El primer turista de Guadalupe fue Cristóbal Colón quien en su segundo viaje al nuevo mundo en 1493, pasaba por la exuberante isla tropical en busca de agua fresca. Se enamoró de una fruta local a la cual el llamó "piña de las indias"; Guadalupe aún cultiva las más deliciosas piñas, solo uno de los muchos placeres sensoriales de esta cautivadora estrella del Caribe.

Una delicia visual para los sentidos es el espectáculo de La Pointe des Chateaux, en donde rocas cónicas se levantan desde el océano como torrecillas de un inmenso castillo de arena y donde olas chocantes causan inmensas explosiones de espuma. El fuerte oleaje en la zona no permite a nadadores así que podrías tener la suerte de encontrar una romántica playa a solas.

Una visita a los jardines botánicos en Deshaies te ofrecerá tal placer visual que te sentirás dentro de un cuento de hadas. Allí, tres ramas cargadas de flores fucsia caen sensualmente hacia el suelo, demasiado repletas para mantener sus cabezas en alto por mucho tiempo. Brillantes enredaderas verdes cuelgan sobre pequeñas lagunas color zafiro en donde muy agraciadamente pájaros de agua se pavonean.

Si deseas un poco de estimulación intelectual, más al norte en el parque nacional Basse-Terre, los guías presentan a los visitantes curas naturales para dolencias o achaques del mundo exterior.
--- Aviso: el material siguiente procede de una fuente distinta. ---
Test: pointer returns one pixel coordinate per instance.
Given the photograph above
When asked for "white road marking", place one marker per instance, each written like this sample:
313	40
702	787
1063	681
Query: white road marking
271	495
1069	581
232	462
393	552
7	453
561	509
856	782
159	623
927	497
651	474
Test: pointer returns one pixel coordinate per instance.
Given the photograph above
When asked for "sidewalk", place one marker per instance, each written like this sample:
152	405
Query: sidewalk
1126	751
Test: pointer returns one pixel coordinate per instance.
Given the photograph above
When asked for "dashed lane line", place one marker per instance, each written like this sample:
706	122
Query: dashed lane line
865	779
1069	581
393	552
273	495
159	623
Por ejemplo, las hojas de bayrum combaten la fiebre y la influenza, y de la corteza hervida del árbol Indio Desnudo nace un poderoso afrodisiaco. La bienvenida de la naturaleza es tan cálida como la que se ofrece por los mismos guadalupenses.

Pero aun sin los afrodisiacos, ten por seguro que te enamorarás de la cocina guadalupense, la cual es rival de las mejores cocinas en Paris. No es sorpresa que muchos de los chefs de la isla han “escapado” de sus cocinas europeas para traer un sabor internacional a la comida local de mariscos, pescado, fruta y verduras. Los chefs nativos de Guadalupe añaden su propio brillo, creando un impresionante  escenario para el paladar. Ciertamente no te encontrarás con cualquier plato de plátano y pescado frito común y corriente en algunas islas del Caribe.

El placer es primordial en el estilo de vida guadalupense. Los locales beben más champaña que los residentes de cualquier otro paísfrancés — cifras no oficiales sugieren tres botellas por persona al año. ¿Quién no celebraría? Desde el espectacular paisaje del occidente de Basse-Terre, acentuado por el volcán La Soufrière, hasta las colinas rodantes, llanos y playas de arena blanca en el este de Grande-Terre, Guadalupe es una isla mariposa, bendecida con dos alas diferentes. Su seductora simetría de seguro te enamorará.